Necessary Roughness
- Necessary Roughness paperback cover
- Author: Marie G. Lee
- Language: English
- Subject: Discrimination, football, family relationships, culture clashing
- Genre: Drama
- Publisher: HarperCollins
- Publication date: November 20, 1996
- Publication place: United States
- Media type: Hardcover, mass market paperback
- Pages: 240
- ISBN: 0-06-025124-7
- OCLC: 35235249
- LC Class: PZ7.L5138 Ne 1996

= Necessary Roughness (book) =

1996 novel by Marie G. Lee

Necessary Roughness (1996) is a drama novel by Asian-American author Marie G. Lee which explores themes of discrimination and a clash of cultures between Korean parents and their children's American ways. It is the story of a young Korean-American boy's transplantation from the city of Los Angeles to the fictional rural town of Iron River, Minnesota and his use of football to escape the bigotry that he faces and the conflict he experiences with his parents.
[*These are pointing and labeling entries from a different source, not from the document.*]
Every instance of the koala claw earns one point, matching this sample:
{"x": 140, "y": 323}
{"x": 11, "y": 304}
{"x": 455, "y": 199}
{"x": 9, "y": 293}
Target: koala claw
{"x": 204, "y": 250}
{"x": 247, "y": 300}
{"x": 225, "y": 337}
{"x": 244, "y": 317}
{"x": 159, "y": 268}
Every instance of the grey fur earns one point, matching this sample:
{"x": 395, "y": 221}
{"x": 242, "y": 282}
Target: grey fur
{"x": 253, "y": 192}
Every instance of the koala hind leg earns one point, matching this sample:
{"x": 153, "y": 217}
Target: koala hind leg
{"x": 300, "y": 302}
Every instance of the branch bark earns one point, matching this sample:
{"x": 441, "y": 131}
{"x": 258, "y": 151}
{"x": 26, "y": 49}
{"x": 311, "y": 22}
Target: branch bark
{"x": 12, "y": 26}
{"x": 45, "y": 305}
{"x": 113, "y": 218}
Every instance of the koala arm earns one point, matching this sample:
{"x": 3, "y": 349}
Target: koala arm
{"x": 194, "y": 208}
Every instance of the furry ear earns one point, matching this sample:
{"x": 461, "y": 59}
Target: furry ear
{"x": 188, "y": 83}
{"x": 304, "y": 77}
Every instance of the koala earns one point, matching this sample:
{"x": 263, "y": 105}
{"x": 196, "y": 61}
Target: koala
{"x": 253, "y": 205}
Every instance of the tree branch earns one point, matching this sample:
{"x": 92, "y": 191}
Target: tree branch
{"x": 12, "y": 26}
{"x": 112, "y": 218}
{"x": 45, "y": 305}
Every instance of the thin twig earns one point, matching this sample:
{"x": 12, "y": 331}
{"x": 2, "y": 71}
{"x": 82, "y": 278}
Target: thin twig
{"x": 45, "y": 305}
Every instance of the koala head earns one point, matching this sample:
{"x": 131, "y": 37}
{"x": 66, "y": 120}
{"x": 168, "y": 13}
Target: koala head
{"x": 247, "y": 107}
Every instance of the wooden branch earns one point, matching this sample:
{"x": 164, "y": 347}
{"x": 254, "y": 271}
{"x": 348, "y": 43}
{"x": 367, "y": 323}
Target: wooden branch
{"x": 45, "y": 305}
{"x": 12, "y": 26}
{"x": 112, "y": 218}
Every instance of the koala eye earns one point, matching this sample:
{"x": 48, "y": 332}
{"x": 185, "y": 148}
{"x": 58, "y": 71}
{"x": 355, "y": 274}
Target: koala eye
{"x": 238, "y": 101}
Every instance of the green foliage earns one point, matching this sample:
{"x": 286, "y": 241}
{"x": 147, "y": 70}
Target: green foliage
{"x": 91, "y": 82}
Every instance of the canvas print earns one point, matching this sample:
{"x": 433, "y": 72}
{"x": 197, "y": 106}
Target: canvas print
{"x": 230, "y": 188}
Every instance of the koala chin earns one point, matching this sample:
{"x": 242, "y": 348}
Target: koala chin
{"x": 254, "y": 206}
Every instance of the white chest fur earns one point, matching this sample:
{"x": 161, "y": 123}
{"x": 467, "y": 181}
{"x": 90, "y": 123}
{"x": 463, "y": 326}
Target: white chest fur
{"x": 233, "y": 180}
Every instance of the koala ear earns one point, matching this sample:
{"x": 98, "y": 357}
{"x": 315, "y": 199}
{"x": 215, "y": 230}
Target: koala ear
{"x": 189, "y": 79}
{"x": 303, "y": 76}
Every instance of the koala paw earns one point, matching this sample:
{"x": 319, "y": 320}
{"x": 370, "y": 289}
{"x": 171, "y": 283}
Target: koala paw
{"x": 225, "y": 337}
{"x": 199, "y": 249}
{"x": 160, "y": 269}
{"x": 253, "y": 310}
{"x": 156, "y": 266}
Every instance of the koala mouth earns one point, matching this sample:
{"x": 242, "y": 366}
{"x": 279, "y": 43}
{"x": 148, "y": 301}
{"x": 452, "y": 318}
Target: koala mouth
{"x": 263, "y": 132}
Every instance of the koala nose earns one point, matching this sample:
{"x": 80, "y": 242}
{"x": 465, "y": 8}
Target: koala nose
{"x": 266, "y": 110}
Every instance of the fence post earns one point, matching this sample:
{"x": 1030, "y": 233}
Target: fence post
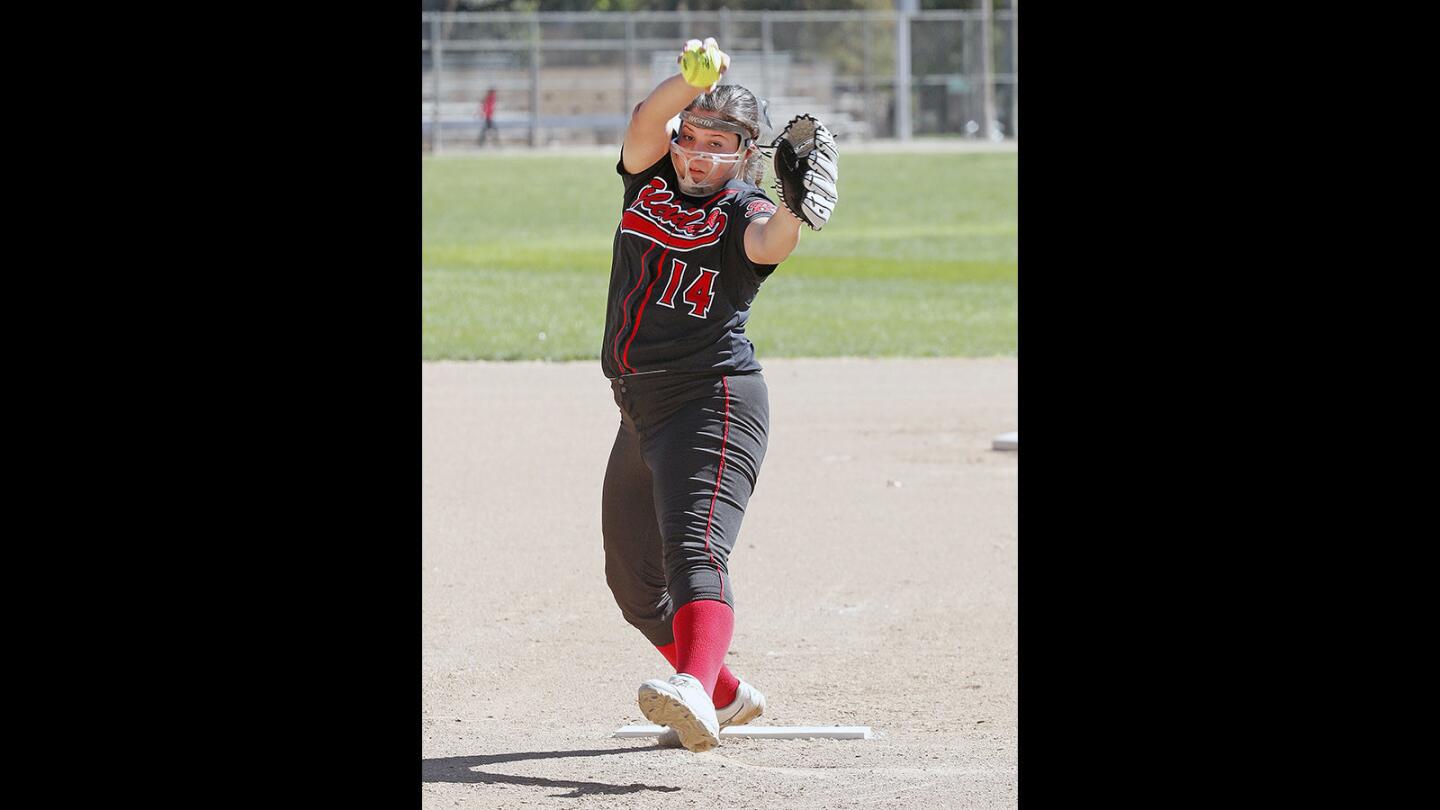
{"x": 864, "y": 77}
{"x": 1014, "y": 69}
{"x": 534, "y": 79}
{"x": 630, "y": 65}
{"x": 768, "y": 54}
{"x": 903, "y": 10}
{"x": 435, "y": 84}
{"x": 987, "y": 68}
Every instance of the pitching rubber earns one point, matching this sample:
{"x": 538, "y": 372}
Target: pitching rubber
{"x": 664, "y": 708}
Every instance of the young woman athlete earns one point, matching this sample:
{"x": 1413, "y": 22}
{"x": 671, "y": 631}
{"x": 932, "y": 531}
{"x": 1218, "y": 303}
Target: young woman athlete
{"x": 696, "y": 239}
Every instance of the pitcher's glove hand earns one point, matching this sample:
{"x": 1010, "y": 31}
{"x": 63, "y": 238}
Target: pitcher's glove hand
{"x": 807, "y": 170}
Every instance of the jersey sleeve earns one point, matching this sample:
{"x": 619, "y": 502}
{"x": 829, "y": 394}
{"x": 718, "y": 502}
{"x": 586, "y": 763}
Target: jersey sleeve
{"x": 749, "y": 206}
{"x": 634, "y": 182}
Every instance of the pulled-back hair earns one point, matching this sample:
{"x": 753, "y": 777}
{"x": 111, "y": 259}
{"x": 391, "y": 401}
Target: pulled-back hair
{"x": 740, "y": 105}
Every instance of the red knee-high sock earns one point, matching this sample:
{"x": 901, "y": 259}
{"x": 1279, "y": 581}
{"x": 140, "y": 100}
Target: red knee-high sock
{"x": 702, "y": 639}
{"x": 726, "y": 683}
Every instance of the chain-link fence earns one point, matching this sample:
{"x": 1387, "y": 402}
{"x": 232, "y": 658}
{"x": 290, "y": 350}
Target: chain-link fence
{"x": 573, "y": 78}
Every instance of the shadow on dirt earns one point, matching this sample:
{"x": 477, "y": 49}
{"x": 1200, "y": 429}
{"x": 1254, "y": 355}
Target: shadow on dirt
{"x": 458, "y": 770}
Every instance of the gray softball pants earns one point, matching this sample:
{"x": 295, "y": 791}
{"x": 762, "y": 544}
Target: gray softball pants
{"x": 684, "y": 463}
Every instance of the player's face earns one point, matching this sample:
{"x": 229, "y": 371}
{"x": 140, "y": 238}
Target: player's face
{"x": 706, "y": 156}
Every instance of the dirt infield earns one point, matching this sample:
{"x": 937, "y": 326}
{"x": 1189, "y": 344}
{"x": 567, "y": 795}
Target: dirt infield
{"x": 879, "y": 489}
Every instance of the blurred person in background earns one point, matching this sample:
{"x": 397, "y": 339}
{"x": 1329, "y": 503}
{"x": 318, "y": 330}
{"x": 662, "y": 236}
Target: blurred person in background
{"x": 487, "y": 110}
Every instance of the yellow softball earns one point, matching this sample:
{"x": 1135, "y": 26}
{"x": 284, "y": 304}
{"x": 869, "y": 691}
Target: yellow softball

The Kim family is forced to move from their hometown of L.A. to Iron River, Minnesota. Abogee's (Chan's father) brother, Bong, left abruptly without paying any of his debts. The Kims had to pay his bills, and run the store he left behind. Chan had a twin sister, Young. Back in L.A., Chan was on a soccer team, and Young was in an orchestra. When they moved to Minnesota, however, Chan joined the football team, and a family tragedy decides his career.